An initial screening of the experimental/computational objectives suggests the creation of diverse datasets to capture different phases of the NPs/NEP life cycle. However, from Figure 2, the following information pillars are distinct: (1) functionality, which includes details of p-chem characterization coupled with life cycle costing performance indicators; (2) nanosafety (hazard analysis and exposure information across the life cycle); (3) product cost (techno-economic indicators and costs performance) derived from a life cycle assessment; (4) environmental impact derived from exposure assessment and scenarios and environmental toxicological studies. In each pillar, several partners with different stakeholder roles and expertise across different organizations and institutions are involved.
What is conceptually derived from Figure 2 has been addressed intrinsically in the ASINA design, where four corresponding pillars are identified for the final project objective (Safe-by-Design solutions). Integration of information into the four pillars represents one of the final steps of the ASINA project, but it is facilitated early on by the FAIRification process.
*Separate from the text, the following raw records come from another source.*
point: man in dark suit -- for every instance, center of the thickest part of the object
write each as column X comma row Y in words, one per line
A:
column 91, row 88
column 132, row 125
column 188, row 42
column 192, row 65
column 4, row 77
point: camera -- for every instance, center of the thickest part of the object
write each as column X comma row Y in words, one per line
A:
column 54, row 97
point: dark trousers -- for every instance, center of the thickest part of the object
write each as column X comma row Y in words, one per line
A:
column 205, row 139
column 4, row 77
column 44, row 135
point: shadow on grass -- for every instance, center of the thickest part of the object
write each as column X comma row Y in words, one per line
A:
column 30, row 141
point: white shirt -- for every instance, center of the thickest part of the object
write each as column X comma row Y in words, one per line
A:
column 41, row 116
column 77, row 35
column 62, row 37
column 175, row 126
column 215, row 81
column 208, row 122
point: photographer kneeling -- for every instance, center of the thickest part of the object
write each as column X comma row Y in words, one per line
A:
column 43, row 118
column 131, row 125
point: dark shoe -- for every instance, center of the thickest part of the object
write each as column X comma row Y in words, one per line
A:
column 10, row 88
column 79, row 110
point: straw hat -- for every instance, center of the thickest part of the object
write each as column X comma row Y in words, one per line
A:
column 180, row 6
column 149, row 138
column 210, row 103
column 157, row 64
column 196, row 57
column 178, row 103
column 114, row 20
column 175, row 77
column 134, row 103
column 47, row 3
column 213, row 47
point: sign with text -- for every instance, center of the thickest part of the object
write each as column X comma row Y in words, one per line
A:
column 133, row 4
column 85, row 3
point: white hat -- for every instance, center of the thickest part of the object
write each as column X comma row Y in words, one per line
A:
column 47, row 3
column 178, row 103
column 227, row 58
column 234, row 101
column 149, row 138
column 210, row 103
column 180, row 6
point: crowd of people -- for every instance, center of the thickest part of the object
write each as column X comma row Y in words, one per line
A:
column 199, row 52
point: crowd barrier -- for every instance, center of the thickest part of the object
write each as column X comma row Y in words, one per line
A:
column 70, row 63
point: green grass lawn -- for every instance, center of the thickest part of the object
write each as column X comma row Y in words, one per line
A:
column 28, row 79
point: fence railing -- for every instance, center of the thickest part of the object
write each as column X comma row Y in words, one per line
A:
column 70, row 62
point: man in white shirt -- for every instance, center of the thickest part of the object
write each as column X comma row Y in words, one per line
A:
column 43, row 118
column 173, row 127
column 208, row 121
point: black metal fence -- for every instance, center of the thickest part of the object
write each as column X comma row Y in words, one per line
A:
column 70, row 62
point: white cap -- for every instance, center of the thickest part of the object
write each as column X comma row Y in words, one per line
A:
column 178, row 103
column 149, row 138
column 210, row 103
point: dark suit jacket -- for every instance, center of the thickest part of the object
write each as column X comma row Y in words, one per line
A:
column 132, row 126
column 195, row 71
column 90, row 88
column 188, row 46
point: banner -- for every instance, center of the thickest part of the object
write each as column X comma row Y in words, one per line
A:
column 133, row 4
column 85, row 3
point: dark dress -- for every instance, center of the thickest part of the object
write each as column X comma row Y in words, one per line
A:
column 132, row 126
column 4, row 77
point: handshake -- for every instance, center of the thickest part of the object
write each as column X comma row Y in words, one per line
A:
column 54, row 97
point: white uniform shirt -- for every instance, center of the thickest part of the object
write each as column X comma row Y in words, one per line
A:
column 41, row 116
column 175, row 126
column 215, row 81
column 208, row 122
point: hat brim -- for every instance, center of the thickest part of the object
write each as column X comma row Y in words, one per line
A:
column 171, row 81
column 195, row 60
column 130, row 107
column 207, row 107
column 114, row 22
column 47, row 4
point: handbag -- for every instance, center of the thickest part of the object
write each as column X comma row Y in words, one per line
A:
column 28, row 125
3.2. Initial Data Description—Questionnaire

In this second stage, the data shepherd creates a list with data creators/analysts in order to facilitate communication within the project and streamline data production and sharing, and in this way avoid confusion, frustration and delays among the other partners. A questionnaire is prepared and circulated among the relevant stakeholders to provide a first description of the data to be generated experimentally or simulated and the protocols and standards followed (Table 1, Response to Questions 2 and 3 of the DMP: what data will be collected, processed and/or generated and which methodology and standards will be applied). To facilitate information sharing and re-use, a private server has been set up on the ASINA project website (https://www.asina-project.eu/, accessed on 1 May 2021) for organizing information and initiatives of practice (Response to Question 1 of the DMP: Information on the handling of research data during the project). The questionnaire allows inner-communication among the partners involved in data generation, data management and curation, comprehension and data shepherding. Practically, it prototypes the generation of templates for data capturing. This step defines the beginning of the process of acquiring generic to specific input feedback from partners as well. To facilitate the initial description, we established a minimal information set to be included in the questionnaire (Table 1). The questionnaire is partially inspired by the PortForward project data management plan (version 1) (https://www.portforward-project.eu/wp-content/uploads/2018/09/PortForward-WP9-D9.5-Data-Management-Plan-V1-Final.pdf, accessed on 1 May 2021). Notice that the same approach can be used in diverse projects and its applicability has a broader context not limited to nanotechnology studies.
The questionnaire captures generic information, such as the following.
  • Data identification: This part includes dataset description, which is a general description of forthcoming data (e.g., characterization, functionality analysis, cost effectiveness, life cycle analysis, fate in relevant matrices, toxicological data, exposure data, etc.). This will allow the generated data to be captured in different categories, harmonized and integrated. The source concerns whether the data are to be experimentally generated or simulated and the location of the analysis (e.g., partners lab or the software tool).
  • Partner’s activities and responsibilities: This part includes personal information of the partners in charge of data collection/analysis and storage. In addition, related WPs and task(s) need to be captured in case communication or data integration is required.
  • Expected input variables: For each analysis, some information will be needed in advance. For example, when in toxicological studies information on p-chem properties is required, data from particle characterization are necessary, and the template needs to be circulated among different/related partners. This part reveals which specific partners are related and how data are associated among WPs and/or tasks. It allows the capturing and exchange of data to be performed in a controlled manner while tracking additional contributions.
  • Expected outcomes: This part is outcome-specific. Descriptions of the exact outcomes that are going to be produced are needed for the forthcoming integration of the pillars. Each WP/task, however, is expected to have several outcomes (for example, several toxicological assays will be performed for one NP). A description of each case should be recorded.
  • Standards: Detailed description of the methods/protocols that will be followed to generate the data. This information will enable the data curation process and increase the FAIRness of data. The partners should describe which standards are applied for each case, and at this stage the data capturing structure is defined, informing partners and managers who might not be familiar with all the protocol applicability domains.
The questionnaire responses should be checked across the grant agreement and other materials shared by the partners (reports, presentations, communications, etc.) to confirm alignment with agreed upon project requirements.
Future steps require that the relevant partners inform the DMP’s responsible colleague for the sake of the confidentiality of the data (response to Question 4 of the DMP: whether data will be shared/made open access). A second questionnaire is then circulated to capture the information below (Table 2) and merged with the information in Table 1. Reasons as to why the data should have restricted access should be provided by each partner.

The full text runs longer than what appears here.